What started as economically-driven protests in Tehran marketplaces last month threatens to become a full-blown insurgency targeting police and government buildings, amid some reports that over 100 security personnel have died.
Western press accounts have focused on the allegedly hundreds of protesters killed, with some highly dubious sources on Tuesday going so far as to claim 12,000 demonstrators have been killed.
But what hasn't been a focus is that semi-official Tasnim News Agency is claiming that at least 109 security personnel have lost their lives.
"The servicemen were martyred after swarms of violent rioters attacked them by firing bullets and hitting the law enforcement forces with various weapons," said the commander of the special forces General Masoud Mosaddeq, as quoted in the outlet.
Various external forces have tried to hijack the protests, amid Israel's Mossad also boasting its agents have infiltrated and are influencing events on the ground. So obviously, there's a raging info war of competing narratives - just like with the Syria and Libyan regime change wars before.
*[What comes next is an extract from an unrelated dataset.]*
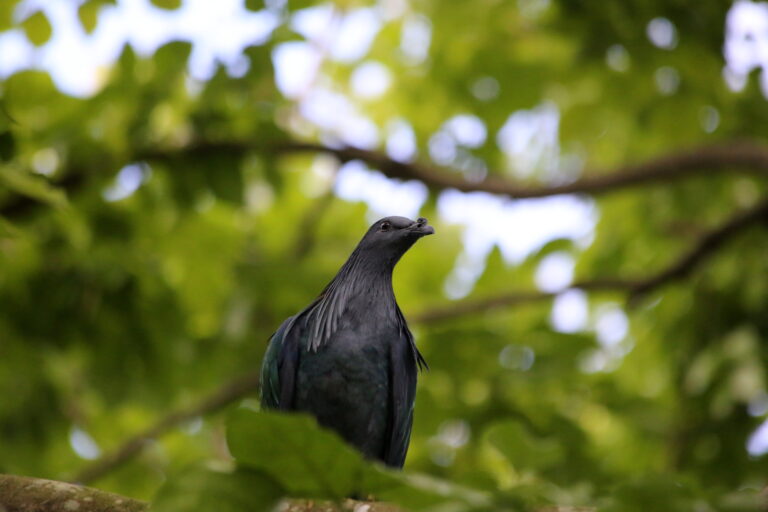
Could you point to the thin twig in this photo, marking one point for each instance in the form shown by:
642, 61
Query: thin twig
227, 394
Starlink will supposedly help video from on the ground get out of the country, but such info could also be driven by foreign NGOs (or else foreign governments). The Wall Street Journal freshly reports:
With the government shutting down the internet and throttling phone services, Iranians are leaning heavily on Elon Musk’s Starlink service to share videos of growing protests and the regime’s escalating crackdown with the world.
But Iran has intensified efforts to jam the service, which is banned in the country, and users are being hunted.
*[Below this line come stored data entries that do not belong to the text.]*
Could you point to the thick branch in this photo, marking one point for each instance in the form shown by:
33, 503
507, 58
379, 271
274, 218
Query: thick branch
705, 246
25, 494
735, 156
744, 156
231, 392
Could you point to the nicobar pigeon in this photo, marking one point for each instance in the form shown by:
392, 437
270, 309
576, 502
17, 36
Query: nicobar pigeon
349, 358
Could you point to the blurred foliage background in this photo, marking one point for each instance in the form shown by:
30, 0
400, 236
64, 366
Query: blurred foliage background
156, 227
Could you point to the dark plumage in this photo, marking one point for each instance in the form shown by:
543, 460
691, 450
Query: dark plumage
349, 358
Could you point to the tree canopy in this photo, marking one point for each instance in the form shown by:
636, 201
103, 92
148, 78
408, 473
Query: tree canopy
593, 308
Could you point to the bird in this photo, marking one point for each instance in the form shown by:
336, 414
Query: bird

Over the weekend, authorities began searching for and confiscating Starlink dishes in western Tehran, said Amir Rashidi, director of digital rights and security at Miaan Group, a U.S. nonprofit opposed to internet censorship.
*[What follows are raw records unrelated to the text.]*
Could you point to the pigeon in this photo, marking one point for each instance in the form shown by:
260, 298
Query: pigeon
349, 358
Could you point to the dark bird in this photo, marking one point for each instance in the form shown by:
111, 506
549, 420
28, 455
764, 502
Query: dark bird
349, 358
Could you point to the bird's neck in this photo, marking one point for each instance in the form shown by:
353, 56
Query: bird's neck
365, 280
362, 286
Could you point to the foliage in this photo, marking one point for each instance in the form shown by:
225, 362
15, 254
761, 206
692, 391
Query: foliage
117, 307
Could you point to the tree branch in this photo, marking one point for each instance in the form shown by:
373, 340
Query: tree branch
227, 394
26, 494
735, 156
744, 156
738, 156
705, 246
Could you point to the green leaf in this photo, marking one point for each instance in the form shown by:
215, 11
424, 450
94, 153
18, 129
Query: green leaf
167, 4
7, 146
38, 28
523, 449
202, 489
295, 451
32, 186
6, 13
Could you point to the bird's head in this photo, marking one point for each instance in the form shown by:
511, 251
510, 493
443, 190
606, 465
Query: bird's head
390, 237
“It’s electronic warfare,” Rashidi said. He said disruptions are worst in parts of Tehran where protests are taking place and in the evening, when the demonstrators gather.
The battle over information—while secondary to the confrontations taking place nightly in dozens of cities across Iran—has potentially serious consequences. President Trump has threatened to intervene in response to a crackdown by the regime.
But this can go the other way as well. Plenty of videos have surfaced which purport to show Iranian security officers being assassinated, beaten or stabbed by anti-government crowds.
Potomac, Maryland-based Clown Prince Reza Pahlavi has explicitly called for violent attacks on IRIB media facilities and its staff
— Max Blumenthal (@MaxBlumenthal) January 13, 2026
He’s also called for targeting (read: killing) any government worker who does not quit their job and join the regime change riots https://t.co/5W9t4zP9WP
According to Iranian state news outlet Press TV, President Masoud Pezeshkian accused US and Israeli intelligence agencies of training armed units, with that training happening both inside and outside the country. If outside governments are directly aiding the agitators, it wouldn't be the first time that technique was used in an attempt to impose regime change on Iran. In 1953, US and British intelligence engineered a coup d'etat that ousted Iran's democratically-elected prime minister, Mohammad Mosaddegh. "Operation Ajax" involved the use of CIA-funded Iranian agents and "rented" crowds of anti-government demonstrators.
Tehran is likely to seize on these reports of SpaceX offering free Starlink access and assistance, in order to further accuse the West of waging a covert campaign aimed at destabilizing the Iranian government. Well and this covert foreign-backed campaign is probably already in full swing.